CBR shipments from 33 Mb/d in January 2010 to a peak of 928 Mb/d in October 2014 (according to EIA). As new pipelines have been built out to provide less expensive options to get stranded crude to market so the WTI discount has narrowed dramatically and CBR traffic has declined. Primarily in response to the narrowing spread - CBR volumes fell during 2015 but not as fast as you might expect – dropping only 20% between January and November 2015 (latest EIA data) even though the spot market economics often made no sense.
As we discussed in Part 2 – looking at the epicenter of the CBR boom in North Dakota – the slower than expected decline in rail shipments is mostly because committed shippers and refiners continue to use rail infrastructure that they invested in and because some routes still do not have pipeline access. In Part 3 we looked at CBR traffic out of the Niobrara shale region in the Rockies. Rail load terminal infrastructure there was built in Colorado and Wyoming in response to increased crude production from the Niobrara shale over the past 4 years. Now although crude production in the region is down from 2014 peaks and expected to only grow slowly in the next 5-years if oil prices stay low – midstream companies continue the build out and expansion of rail terminals as well as new pipelines. This time we look at the fate of CBR load terminals built out in Western Canada in today’s low crude price environment.
Over the past two weeks we detailed the sorry plight of producers in Canada’s oil sands region in the face of record low prices for local benchmark heavy crude Western Canadian Select (WCS) at Hardisty in Alberta.

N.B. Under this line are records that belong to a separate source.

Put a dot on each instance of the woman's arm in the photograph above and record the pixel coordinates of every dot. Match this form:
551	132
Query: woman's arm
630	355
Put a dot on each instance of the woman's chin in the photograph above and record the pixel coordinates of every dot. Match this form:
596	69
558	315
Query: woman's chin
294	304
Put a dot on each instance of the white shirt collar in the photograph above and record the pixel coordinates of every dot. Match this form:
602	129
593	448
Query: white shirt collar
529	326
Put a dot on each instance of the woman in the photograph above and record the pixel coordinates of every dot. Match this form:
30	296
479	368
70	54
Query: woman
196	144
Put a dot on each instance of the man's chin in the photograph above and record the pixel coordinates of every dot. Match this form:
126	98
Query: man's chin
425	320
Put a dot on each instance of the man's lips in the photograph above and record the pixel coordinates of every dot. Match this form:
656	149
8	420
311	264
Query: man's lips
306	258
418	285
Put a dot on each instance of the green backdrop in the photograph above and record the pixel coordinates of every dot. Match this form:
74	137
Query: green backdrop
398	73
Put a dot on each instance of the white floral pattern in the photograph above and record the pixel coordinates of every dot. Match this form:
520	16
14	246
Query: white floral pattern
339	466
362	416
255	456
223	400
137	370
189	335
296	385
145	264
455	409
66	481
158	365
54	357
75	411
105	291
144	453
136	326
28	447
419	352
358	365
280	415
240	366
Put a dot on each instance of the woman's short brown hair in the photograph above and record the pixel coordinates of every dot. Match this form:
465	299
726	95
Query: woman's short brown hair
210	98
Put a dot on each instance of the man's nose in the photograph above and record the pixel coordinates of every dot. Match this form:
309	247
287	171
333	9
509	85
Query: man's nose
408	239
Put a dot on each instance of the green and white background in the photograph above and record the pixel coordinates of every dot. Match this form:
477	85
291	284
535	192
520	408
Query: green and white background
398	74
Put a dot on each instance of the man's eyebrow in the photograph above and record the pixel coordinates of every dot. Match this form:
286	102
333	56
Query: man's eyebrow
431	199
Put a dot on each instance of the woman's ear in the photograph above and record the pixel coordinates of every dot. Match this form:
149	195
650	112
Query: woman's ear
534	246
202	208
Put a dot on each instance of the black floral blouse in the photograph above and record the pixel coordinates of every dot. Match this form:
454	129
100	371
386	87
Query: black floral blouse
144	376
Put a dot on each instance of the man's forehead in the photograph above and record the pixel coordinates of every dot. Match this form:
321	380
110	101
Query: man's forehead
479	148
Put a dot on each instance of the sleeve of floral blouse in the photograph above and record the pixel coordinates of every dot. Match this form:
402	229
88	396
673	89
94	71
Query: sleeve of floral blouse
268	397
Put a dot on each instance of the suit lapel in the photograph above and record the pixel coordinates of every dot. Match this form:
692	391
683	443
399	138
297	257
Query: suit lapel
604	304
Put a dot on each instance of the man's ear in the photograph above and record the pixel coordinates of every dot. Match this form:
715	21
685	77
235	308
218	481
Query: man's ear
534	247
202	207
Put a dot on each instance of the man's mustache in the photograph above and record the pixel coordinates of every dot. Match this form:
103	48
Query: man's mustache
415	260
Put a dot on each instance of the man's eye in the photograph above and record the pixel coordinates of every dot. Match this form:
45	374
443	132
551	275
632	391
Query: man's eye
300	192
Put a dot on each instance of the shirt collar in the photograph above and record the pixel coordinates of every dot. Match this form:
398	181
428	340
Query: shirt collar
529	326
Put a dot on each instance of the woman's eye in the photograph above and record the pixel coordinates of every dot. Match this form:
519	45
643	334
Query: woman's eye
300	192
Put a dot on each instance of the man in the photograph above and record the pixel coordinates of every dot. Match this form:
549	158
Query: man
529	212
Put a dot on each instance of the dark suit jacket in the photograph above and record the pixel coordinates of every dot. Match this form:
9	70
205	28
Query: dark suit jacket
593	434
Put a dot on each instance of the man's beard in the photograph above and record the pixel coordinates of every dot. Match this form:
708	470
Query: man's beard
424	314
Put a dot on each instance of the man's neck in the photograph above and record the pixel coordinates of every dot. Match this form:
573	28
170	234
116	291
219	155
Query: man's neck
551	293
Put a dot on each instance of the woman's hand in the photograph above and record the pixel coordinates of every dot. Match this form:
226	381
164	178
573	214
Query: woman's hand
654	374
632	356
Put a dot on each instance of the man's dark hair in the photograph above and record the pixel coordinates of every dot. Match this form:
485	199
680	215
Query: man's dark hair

For some producers the transport costs to get these heavy crudes to market are so high that at today’s crude prices they make minimal or even negative netbacks (crude selling price minus transport costs) at the wellhead.
The high transport costs include a penalty for blending in expensive light hydrocarbon diluent at the wellhead to dilute bitumen crude so that it can flow in pipelines. Producers not only have to pay more for diluent than the value of the blended WCS, but they also have to ship the diluent to markets as far away as the Gulf Coast (over 2000 miles). Nevertheless – as we noted in “Desperadoes” – Oil Sands producers continue to run their steam assisted gravity drainage (SAGD) bitumen plants despite losing money because they otherwise risk damaging these 40-year long-term production assets. And previous investment means that new projects continue to come online so that incredibly, – Canadian crude production is expected to continue growing.
The Canadian National Energy Board (NEB) forecasts that total crude production will increase by about 5% during 2016 from 3.9 MMb/d in January to 4.1 MMb/d in December with oil sands SAGD production expected to increase by 9% in 2016. With Canadian market needs already met, almost all new production heads to the U.S. where closer-by Mid-Continent refinery demand for heavy crude is saturated – meaning producers have to ship all the way to the Gulf Coast to find new markets. For Canadian producers the long distances to market in the U.S. have been compounded by delays in the build out of more economic pipeline routes out of Canada – culminating in the November 2015 Presidential cross-border permit rejection of the proposed 800 Mb/d Keystone XL pipeline. The history of CBR in Western Canada is closely entwined with pipeline congestion on routes to the U.S. such that producers turn to more expensive railroad options when they can’t get access to pipeline capacity.